13. What is your advice to someone who has gone through this experience? What is helpful when grieving this loss? What do you wish someone had shared with you?
My advice is to just cry and grieve the loss as long as you want. No one can tell you if and when it will get easier. Everyone handles loss differently and the loss of a child is something you will never truly get over. I find being with family is helpful and seeing all of the keepsakes we have around the house. I wish someone forced me to go to therapy.
14. You have since had babies again. How was your pregnancy? How did you know it was time to try again and move forward with your family? What was difficult during that pregnancy? What helped ease any fears you may have had?
Once we found out the results of the autopsy we started trying right away. We knew as long as what happened was not due to genetics we would try again soon and in October I was pregnant. At 6 weeks pregnant we found out I was having twins! It was a shock and doesn't run in either of our families. I was terrified for many reasons but mostly because twins is considered a high risk pregnancy and I had a chance of losing one or both now. Every doctors appointment was difficult because I was worried I would be told bad news. I held my breath every time we listened to the heartbeats. Once we reached 20 weeks and found out the sexes I felt better. The specialist did an extensive ultrasound and said everything looked perfect on both boys.
15. How is your life now? Are there moments that are tougher than others, and how do you manage?
My life has its ups and downs just like anyone else. I was blessed with twin boys who recently turned 1. They keep me busy and I love being their mom.
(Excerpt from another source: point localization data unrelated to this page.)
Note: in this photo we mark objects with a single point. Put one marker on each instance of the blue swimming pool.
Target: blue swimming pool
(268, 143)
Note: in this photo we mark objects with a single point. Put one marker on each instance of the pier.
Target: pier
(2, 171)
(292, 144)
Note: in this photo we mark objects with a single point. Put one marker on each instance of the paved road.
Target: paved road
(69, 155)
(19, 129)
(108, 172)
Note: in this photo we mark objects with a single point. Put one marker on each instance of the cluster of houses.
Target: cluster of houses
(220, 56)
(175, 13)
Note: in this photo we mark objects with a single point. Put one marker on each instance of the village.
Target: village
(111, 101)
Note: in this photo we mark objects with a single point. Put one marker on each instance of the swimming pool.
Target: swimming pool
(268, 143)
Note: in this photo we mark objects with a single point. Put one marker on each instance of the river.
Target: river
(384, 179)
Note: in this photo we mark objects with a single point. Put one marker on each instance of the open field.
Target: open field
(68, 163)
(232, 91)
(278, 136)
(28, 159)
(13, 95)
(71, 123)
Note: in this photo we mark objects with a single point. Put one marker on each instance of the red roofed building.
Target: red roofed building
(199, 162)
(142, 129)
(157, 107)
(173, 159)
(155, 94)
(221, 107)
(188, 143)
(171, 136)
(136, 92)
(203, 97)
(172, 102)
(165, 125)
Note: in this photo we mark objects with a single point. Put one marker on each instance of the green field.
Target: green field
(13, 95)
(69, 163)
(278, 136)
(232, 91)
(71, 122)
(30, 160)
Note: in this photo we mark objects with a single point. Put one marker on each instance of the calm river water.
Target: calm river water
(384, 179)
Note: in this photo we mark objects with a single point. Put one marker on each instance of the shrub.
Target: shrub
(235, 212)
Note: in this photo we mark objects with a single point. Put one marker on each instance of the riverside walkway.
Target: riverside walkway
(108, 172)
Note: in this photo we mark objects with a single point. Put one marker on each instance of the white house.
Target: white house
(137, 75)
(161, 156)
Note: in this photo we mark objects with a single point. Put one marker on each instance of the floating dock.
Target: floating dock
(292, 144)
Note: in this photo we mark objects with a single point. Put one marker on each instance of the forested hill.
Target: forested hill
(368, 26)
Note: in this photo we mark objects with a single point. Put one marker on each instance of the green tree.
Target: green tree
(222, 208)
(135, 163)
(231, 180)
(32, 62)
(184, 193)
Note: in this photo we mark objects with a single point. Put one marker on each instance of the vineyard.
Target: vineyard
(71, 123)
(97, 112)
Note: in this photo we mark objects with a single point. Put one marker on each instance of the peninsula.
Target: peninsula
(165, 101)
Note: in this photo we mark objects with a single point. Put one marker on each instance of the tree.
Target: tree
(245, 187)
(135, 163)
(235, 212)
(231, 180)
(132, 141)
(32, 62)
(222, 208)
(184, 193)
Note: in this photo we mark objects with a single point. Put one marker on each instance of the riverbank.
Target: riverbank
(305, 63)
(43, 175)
I think about Kieran every single day. When driving alone for long periods is my toughest time and I always replay my delivery and just cry. I've thought about starting therapy soon because I think I have some PTSD from the whole experience and maybe there are better ways to manage than just crying about it all.
16. Anything else you want to share?
Just that I am sorry for anyone who has lost a child. It is such a tragic thing no one should ever have to go through. Some days will be better than others but know that you are not alone.